Thursday, January 12, 2017

TRULY GONE&FORGOTTEN : LUCKYMAN

We get it, you vape.

Superheroes have begun careers on lesser gimmicks than sailor Danny Barr, but not by much. While other characters, boasting as little as a knowledge of boxing or a few years with a Far Eastern temple and their arcane martial secrets, at least had a backstory going for them, Danny Barr -- a.k.a. Luckyman (he was!) -- didn't even have that.

What did he have? He was pretty lucky pretty much I guess its fair to say. It's not the greatest endorsement in the history of comics, but it works for him.

How did your luck get you into that situation in the first place?
A Cambridge House character who'd originally appeared in Star-Studded Comics (and later was part of the inventory stock reprinted in Gold Medal Comics), Luckyman's sole adventure is a litany of fortunate happenstance and an obsession with a chicken's wishbone which he carries on him at all times.

Besides a handful of interior bird garbage, Barr gets around with a typical sailor's suit, a black domino mask, and unsightly yellow stains on his fingertips which, judging by the amount he smokes in this story alone, can probably be seen from space. Hey, I wonder if he smokes Lucky Strikes? Hanh? Hanh? Get it? Because he's, he's lucky, you see?

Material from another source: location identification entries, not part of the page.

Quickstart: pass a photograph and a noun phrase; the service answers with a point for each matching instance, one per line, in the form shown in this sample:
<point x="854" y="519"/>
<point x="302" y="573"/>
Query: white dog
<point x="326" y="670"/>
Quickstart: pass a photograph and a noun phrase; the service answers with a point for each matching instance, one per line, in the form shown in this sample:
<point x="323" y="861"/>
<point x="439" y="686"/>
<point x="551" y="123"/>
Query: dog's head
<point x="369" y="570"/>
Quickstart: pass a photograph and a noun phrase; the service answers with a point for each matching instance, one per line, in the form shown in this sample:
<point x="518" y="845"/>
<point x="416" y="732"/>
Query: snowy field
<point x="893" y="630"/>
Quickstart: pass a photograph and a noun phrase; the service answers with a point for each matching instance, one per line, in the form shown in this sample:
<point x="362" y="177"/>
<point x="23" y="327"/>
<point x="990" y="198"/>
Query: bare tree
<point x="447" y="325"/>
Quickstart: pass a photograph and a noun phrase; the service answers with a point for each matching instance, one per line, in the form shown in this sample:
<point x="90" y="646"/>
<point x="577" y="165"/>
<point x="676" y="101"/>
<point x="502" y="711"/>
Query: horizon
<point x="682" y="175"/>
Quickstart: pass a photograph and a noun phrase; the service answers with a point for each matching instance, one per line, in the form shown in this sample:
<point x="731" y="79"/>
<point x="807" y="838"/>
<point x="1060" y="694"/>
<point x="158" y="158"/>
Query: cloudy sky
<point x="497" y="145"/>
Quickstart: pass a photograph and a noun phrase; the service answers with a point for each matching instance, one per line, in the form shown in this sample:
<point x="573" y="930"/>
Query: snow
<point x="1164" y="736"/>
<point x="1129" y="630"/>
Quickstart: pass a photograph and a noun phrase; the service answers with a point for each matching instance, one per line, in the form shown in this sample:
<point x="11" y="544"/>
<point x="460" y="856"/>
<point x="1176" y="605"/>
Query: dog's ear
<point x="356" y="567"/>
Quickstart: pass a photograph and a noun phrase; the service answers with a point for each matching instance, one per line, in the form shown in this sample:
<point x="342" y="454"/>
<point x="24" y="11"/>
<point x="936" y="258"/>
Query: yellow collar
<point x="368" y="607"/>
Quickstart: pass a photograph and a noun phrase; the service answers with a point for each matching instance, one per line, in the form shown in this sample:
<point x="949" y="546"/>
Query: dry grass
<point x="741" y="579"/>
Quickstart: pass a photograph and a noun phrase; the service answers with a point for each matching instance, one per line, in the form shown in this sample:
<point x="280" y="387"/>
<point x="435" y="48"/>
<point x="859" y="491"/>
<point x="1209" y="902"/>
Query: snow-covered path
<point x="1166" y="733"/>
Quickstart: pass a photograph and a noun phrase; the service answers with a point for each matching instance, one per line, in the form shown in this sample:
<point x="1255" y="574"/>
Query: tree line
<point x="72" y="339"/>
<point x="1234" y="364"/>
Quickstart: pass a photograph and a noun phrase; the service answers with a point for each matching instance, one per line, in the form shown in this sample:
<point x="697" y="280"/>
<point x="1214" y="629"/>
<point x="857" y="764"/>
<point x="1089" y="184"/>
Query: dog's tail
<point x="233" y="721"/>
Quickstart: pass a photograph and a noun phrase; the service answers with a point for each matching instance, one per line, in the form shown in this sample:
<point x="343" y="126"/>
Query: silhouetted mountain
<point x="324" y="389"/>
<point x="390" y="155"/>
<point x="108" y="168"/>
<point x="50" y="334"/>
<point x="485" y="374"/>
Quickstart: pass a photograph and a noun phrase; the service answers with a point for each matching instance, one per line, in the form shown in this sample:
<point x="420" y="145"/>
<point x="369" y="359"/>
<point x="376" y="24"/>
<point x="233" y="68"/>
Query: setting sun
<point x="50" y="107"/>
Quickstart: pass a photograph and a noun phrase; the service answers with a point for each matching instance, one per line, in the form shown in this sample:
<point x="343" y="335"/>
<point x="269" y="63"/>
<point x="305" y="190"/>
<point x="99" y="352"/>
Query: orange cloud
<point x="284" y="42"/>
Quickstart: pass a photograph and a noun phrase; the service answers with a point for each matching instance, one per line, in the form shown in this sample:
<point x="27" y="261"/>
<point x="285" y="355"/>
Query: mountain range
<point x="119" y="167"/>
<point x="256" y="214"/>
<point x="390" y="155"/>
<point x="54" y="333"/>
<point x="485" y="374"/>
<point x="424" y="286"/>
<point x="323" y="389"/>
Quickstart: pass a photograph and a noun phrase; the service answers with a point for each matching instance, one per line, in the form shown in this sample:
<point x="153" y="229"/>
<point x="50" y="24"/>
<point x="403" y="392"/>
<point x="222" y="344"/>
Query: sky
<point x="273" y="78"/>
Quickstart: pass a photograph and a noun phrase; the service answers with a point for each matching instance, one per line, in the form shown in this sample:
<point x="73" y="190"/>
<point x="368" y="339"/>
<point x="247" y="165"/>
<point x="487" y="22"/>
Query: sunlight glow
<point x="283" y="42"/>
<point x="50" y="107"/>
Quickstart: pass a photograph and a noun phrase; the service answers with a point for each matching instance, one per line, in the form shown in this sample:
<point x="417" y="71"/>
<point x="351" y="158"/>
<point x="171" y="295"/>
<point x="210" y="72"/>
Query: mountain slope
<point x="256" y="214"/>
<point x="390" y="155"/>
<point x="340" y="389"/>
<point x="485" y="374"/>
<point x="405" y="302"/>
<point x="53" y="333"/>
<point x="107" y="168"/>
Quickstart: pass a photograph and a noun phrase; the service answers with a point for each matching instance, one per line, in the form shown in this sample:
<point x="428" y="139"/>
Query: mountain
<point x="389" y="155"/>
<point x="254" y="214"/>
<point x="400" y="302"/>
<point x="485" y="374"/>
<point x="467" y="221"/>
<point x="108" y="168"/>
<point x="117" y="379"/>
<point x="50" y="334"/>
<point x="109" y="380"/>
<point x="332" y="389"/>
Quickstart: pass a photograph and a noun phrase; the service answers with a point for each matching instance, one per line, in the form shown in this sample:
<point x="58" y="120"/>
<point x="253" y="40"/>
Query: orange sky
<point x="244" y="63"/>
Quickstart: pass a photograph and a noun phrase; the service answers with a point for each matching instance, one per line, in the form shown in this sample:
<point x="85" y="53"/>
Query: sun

Ahhhhh, you guys...

Luck comes in big and small forms for Luckyman as he investigates a chain of insurance fraud on the high seas. In order: He seems to admit that his wishbone speaks to him, makes a lucky flip of a coin, has his ropes dragged and cut by a ship's motor while he's unconscious underwater (how, um ... how lucky of him), then cuts his wrists free with a nearby tin can that also happens to have an important piece of clue-bearing paper lying nearby, lands a plane in a storm right next to the ship he's investigating and then a guy gets burned to a millions pieces of ash because of acid that was meant to destroy Luckyman but, you know, luck.

Whatever the case, he manages to figure out the crime and see to it that everyone involved is arrested or, you know, horribly burned. Seems like real luck would be that the criminal enterprise in question would fail in the first place and we'd all be better off. Just playing Devil's Advocate.

Still, with a little backstory and some higher stakes, it could have been an entertaining repeat feature worth returning to. Hell, it could have made a pretty passable noir/comic tale, a la Midnight and many of the Spirits. Never came through, though. I guess it just wasn't his ... night LUCK! LUCK! I meant to say it wasn't his luck, not his night. Sorry, sorry everyone, can we start this one over?

"And my hip bone told me it was connected to my thigh bone!"